Sejamos claros: se uma vertente nuclear da educação for (e é) tornar o ser moralmente responsável pelos seus actos, perante a sua consciência e perante os outros, resulta evidente que não o podemos deixar entregue à sua natureza instintiva. Outrossim, temos de o orientar num processo que o leve a admitir que a sua liberdade tem limites e que a entrada na sociedade supõe a aceitação de um conjunto de normas e de regras (disciplina) a que terá de obedecer.

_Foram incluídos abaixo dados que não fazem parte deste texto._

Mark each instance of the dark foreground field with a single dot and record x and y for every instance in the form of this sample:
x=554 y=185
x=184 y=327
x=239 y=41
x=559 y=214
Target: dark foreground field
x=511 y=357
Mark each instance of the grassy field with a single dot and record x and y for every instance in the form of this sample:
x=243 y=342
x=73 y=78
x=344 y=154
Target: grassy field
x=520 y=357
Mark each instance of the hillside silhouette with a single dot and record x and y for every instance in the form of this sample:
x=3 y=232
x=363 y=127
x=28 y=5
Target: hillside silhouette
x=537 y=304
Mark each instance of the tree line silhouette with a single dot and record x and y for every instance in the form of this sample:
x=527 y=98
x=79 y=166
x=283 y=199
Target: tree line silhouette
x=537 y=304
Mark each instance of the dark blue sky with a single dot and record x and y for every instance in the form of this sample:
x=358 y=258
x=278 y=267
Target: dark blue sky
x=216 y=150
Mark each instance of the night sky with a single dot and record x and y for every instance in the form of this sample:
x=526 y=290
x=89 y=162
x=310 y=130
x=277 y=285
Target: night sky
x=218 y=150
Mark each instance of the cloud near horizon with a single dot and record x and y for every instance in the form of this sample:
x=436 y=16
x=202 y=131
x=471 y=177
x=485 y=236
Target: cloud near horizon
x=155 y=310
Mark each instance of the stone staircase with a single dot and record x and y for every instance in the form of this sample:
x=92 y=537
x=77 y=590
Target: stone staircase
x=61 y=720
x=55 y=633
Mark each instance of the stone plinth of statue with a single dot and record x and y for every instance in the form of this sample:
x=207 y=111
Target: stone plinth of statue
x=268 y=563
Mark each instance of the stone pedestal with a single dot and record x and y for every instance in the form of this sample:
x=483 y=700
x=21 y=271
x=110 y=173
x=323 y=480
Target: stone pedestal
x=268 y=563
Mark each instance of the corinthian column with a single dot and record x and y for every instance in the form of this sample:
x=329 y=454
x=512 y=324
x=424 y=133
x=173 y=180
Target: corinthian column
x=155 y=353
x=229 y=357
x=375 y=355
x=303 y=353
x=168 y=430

Assim sendo, o acto de educar supõe uma vertente disciplinar, que não dispensa a coerção necessária para substituir instintos (animais) por virtudes (humanas).

Não entender isto tornou-se politicamente correcto, mas denunciar isto vale o risco de ser queimado na fogueira inquisitória dos “pedabobos”. A autonomia que sempre tenho defendido para as escolas não serve se for entregue a (ir)responsáveis que escondem que a indisciplina é o maior problema das instituições que dirigem. Dir-se-ia que a indisciplina se normalizou, assumindo-se como coisa inevitável.

Dir-se-ia que a obsessão pelos cuidados a prestar às crianças e aos adolescentes obliterou a obrigação de os responsabilizar. É tempo de os responsáveis encararem a dureza da realidade que negam: a manifestação da crueldade de muitos pré-adolescentes e adolescentes, vinda da incompetência ou da demissão parental, não pode ser aceite na escola com os panos quentes da pedagogia romântica. Muito menos com as artes demagogicamente inclusivas, branqueadoras e flexíveis, dos tempos que correm. Os problemas maiores das escolas não são gerados na sala de aula. São trazidos para a sala de aula, anulam a aula e não são resolvidos depois da aula. É um ciclo vicioso que vai minando a escola pública e violentando a maioria que nela labuta: alunos, professores e funcionários. A impotência face aos agressores é uma razão de peso para o desespero e para a ausência de esperança que domina parte dela. Erram os que identificam disciplina com repressão, sem lhe reconhecer a capacidade transformadora de um ser bruto num ser social, ética e culturalmente válido.